Сложно писать о самом себе, да ещё и давать при этом объективную оценку своей прожитой жизни, очень сложно. Сложно, но надо! Да кому же собственно это надо? А? А Бог его знает – кому?
Глава 77. Великая Бесконечность
Итак, когда же я стал трусом? Возможно, я стал трусом ещё в раннем детстве, когда люди в основном не помнят себя, но я-то помню….
Может быть, это случилось, когда мой пьяный отец вырывал меня (только научившегося произносить первые слова) из рук моей матери, нёс в свою тёмную комнату и клал в холодную как лёд постель? Или когда заставлял целовать свою умершую мать (мою бабушку), перед тем, как её положат в могилу?
А может быть, я стал трусом после того, как однажды в пионерском лагере разбил себе затылок об угол прикроватной тумбочки, и моя белоснежная майка на моих глазах, в считанные секунды, стала алой? Или же это случилось, когда в мою маленькую голову проникла Великая Бесконечность и вскоре начала ассоциироваться у меня со словом – Смерть…? Не знаю, может быть…, но одновременно я отчётливо помню, что как только ко мне приходили мысли о Бесконечности, то они сразу же упирались в вопрос о конечности меня самого, и тогда мне становилось жутко.
Этот страх преследовал меня всю мою жизнь – страх смерти. Я никак не мог смириться с тем, что придёт время, и меня не станет, не будет… никогда…. А если я пытался сравнивать свою крохотную жизнь с Вечностью, то получалось, что по сути меня-то и не было вовсе; я никогда не жил и не рождался; Я – Иллюзия. Когда я пытался осмыслить этот факт, то мне становилось так страшно, что я вынужден был кричать, для того, чтобы прервать эти мысли. А они могли посетить меня где угодно: дома, на улице, в трамвае или в школьном классе, во время урока, в полной тишине, ставя меня в идиотское положение; я ведь и сам не ведал, когда и где она даст о себе знать – эта Великая Бесконечность.

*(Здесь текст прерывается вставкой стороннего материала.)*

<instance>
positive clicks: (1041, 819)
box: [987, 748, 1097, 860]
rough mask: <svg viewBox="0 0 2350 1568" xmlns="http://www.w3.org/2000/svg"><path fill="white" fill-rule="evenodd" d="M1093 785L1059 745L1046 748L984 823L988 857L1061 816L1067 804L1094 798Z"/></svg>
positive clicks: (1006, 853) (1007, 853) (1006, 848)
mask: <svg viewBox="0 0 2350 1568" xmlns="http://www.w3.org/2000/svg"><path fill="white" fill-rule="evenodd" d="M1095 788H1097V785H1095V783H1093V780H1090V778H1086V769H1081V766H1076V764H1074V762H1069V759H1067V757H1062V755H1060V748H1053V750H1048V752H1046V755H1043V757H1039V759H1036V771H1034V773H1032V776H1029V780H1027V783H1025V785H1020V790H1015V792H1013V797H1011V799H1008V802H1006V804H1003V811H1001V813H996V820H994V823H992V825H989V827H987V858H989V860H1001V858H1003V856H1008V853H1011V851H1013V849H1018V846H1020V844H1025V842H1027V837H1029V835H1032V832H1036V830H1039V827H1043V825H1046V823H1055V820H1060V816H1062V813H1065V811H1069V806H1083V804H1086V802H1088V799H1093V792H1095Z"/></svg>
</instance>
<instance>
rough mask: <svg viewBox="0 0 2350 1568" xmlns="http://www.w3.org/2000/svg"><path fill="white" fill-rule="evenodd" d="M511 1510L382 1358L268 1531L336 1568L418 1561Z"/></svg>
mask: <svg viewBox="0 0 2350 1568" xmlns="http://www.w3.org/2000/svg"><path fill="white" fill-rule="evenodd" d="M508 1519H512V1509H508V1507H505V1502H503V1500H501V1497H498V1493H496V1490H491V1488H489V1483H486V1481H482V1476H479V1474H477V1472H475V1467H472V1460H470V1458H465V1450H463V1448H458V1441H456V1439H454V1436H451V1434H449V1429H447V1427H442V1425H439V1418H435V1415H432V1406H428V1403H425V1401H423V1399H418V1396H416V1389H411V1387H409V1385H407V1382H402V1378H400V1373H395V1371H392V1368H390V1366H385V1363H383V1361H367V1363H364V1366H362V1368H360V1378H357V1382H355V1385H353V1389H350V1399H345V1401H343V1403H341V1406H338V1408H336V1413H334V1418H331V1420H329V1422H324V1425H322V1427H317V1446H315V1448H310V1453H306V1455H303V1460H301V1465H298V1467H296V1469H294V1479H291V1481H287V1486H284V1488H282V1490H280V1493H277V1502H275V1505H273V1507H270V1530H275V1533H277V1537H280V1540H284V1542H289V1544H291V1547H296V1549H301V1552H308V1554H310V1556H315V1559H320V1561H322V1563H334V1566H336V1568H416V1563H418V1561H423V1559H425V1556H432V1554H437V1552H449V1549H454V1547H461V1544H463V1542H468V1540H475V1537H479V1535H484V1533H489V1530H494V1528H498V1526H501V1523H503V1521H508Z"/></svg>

Эти мысли отравляли мне жизнь с самого детства и из-за них я чувствовал себя слабым и ущербным. Хотя одновременно они же развивали во мне колоссальный инстинкт самосохранения. Как говорится: «Нет худа без добра». Да, они всё время были со мной, эти мысли, но я ни с кем и никогда не разговаривал на такие темы: толи из-за стеснения, толи из-за боязни услышать подтверждение своих мыслей, толи из-за того, что меня просто сочтут трусом. Да и с кем, если разобраться, можно было поговорить? Отец навряд ли смог бы мне что-либо объяснить, поскольку был материалистом, коммунистом и, скорее всего атеистом. Учителя – проповедовали опять-таки всё тот же коммунистический материализм, а о Вере в Бога даже и упоминать было непринято.

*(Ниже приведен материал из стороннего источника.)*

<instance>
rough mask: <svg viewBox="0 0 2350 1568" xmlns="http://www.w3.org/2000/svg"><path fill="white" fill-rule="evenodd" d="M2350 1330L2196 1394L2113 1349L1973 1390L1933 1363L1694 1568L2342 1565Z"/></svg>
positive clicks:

«Жить нужно так, чтобы Ваши дела остались в памяти благодарных потомков…» – вот основной девиз того времени. Девиз правильный, и я до сих пор с ним согласен, но тогда меня больше интересовал другой вопрос: «На фига?». На фига мне, извините, будет нужна благодарная память Ваших потомков, если я о ней даже не узнаю – меня ведь уже не будет? Короче, я не видел в такой жизни никакого смысла, и снова думал, пытаясь найти ответ на свой вопрос самостоятельно.
«А Солнце, – спросил я как-то одного педагога, – будет светить всегда?». «Нет, – ответил он однозначно и со знанием дела, – через миллион лет оно погаснет, планеты остынут, и человечество погибнет!».

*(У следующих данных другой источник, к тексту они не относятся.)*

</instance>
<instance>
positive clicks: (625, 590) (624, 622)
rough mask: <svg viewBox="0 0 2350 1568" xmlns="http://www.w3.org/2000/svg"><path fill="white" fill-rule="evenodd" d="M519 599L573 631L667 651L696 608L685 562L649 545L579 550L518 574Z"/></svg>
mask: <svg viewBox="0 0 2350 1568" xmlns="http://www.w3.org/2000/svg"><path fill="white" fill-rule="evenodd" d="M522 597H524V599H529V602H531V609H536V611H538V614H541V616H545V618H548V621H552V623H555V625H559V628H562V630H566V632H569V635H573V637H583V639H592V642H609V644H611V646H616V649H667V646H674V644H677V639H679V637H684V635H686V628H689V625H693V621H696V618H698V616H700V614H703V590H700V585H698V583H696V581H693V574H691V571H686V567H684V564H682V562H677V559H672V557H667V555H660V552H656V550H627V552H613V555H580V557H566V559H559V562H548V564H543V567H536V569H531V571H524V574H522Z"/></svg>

Услышав такой шокирующий ответ, я чуть в обморок не грохнулся. Да что ж всё так плохо на этом свете? Всё погаснет, всё остынет, все погибнут…. Зачем вообще жить, если всё равно все умрут? И как же тогда эта…, как её – благодарная память потомков? Куда денется она, если и потомков-то уже не будет? В чём смысл такого бытия? Да, это был даже не вопрос – это был вопросище.